The justices heard oral
arguments Thursday from the women’s lawyers at Castle High School as part of its Courts in the Community program. Students from Le Jardin Academy, Mililani, McKinley, Farrington and Castle high schools got to hear the arguments.
The case involves the application and interaction of two laws, Hawaii’s Uniform Parentage Act and the state’s Marriage Equality Act.
The Uniform Parentage Act says a man is presumed to be the natural father of a child if he and the child’s natural mother were married when the child was born.
The Marriage Equality Act says all gender-specific terminology, such as husband, wife, widow and widower, shall be construed as gender-neutral when assigning responsibilities and affording rights, benefits and protections to spouses under state laws. Hawaii lawmakers
approved legislation for the Marriage Equality Act in 2013 when they also approved same-sex marriage.
The files and records of the paternity dispute between the former spouses was heard by the state Family Court and are therefore confidential. For the purposes of Thursday’s oral arguments, the child-bearing woman was identified as DD, while the other woman was identified as CC.
The couple legally married in the District of Columbia in 2013. They later moved to Hawaii when CC, who was an officer in the military, received orders reassigning her here. While CC was on deployment in 2015, DD was impregnated through the use of a sperm donor.
CC filed for divorce when she returned from deployment. DD gave birth to the child while the divorce proceedings were pending.
Family Court Judge Matthew Viola ruled that CC is the legal parent of the child. CC appealed.
Rebecca Copeland, CC’s lawyer, told the Supreme Court justices Thursday that the Marriage Equality Act doesn’t specifically apply to issues of parentage.
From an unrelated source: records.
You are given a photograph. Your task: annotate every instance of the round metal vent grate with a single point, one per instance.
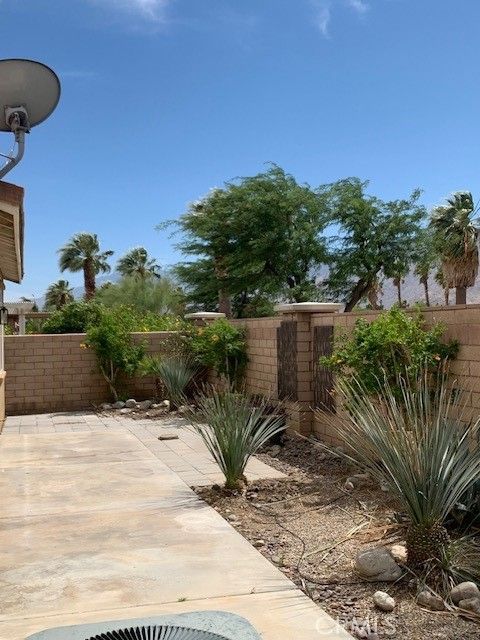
(163, 632)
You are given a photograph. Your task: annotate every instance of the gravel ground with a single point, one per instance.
(312, 528)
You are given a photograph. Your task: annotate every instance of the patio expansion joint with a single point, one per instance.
(161, 603)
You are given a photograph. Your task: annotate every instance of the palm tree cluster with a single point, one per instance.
(82, 253)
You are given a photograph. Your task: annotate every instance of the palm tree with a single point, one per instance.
(456, 239)
(58, 295)
(440, 280)
(425, 261)
(82, 253)
(138, 264)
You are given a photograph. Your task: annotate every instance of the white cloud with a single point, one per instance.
(322, 16)
(324, 9)
(149, 9)
(360, 6)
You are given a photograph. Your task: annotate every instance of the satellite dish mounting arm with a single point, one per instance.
(17, 119)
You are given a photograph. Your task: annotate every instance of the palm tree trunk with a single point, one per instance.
(427, 294)
(89, 279)
(461, 295)
(399, 292)
(224, 303)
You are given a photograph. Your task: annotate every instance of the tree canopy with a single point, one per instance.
(260, 235)
(370, 237)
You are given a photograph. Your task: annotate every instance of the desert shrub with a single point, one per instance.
(175, 373)
(74, 317)
(222, 347)
(111, 340)
(419, 443)
(394, 342)
(233, 430)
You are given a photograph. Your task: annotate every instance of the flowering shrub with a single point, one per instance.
(394, 342)
(221, 347)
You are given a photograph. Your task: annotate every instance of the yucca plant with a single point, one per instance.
(233, 430)
(175, 373)
(423, 445)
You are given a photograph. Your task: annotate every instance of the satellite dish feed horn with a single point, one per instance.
(29, 93)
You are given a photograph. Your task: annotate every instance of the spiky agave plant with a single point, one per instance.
(174, 372)
(422, 443)
(233, 430)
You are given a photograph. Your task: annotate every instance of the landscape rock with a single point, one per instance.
(377, 565)
(430, 601)
(470, 604)
(383, 601)
(464, 591)
(399, 553)
(359, 480)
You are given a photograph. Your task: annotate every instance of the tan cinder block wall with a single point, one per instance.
(461, 323)
(47, 373)
(261, 372)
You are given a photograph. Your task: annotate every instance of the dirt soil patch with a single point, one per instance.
(311, 527)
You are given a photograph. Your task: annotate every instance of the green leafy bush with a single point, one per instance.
(111, 340)
(417, 438)
(394, 342)
(221, 347)
(74, 317)
(77, 317)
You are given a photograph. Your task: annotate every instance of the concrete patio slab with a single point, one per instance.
(283, 615)
(87, 536)
(48, 449)
(187, 455)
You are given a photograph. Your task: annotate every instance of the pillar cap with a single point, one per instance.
(309, 307)
(204, 315)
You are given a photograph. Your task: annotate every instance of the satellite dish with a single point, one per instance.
(29, 93)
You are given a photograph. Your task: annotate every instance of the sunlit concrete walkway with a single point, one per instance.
(187, 455)
(95, 527)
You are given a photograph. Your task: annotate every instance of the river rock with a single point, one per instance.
(470, 604)
(383, 601)
(464, 591)
(377, 565)
(430, 601)
(399, 553)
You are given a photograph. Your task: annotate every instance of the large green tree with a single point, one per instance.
(58, 295)
(456, 238)
(82, 253)
(138, 264)
(371, 238)
(260, 236)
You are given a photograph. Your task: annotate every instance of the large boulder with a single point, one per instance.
(464, 591)
(377, 565)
She also said the Uniform Parentage Act doesn’t apply to her client because lawmakers never envisioned or intended it to apply to same-sex spouses when they approved the law.
“The problem with applying that is that it doesn’t create a predictable legal landscape for applying (the law) in the many different ways that these issues can arise in the context of what is admittedly a changing landscape of families in Hawaii,” Copeland said.
If the law did apply to CC, then CC, like a man, can successfully refute paternity by proving that the child did not receive DNA from her, said Copeland. CC did not consent to the pregnancy, Copeland added.
“Why should we even
apply the lack of consent,” Associate Justice Richard Pollack asked.
He said if consent is an issue in paternity then husbands who say their wives stopped taking birth control without their knowledge can claim not to be the father of the child.
Representing the state, Solicitor General Clyde Wadsworth argued that state law favors assigning parental responsibilities to CC.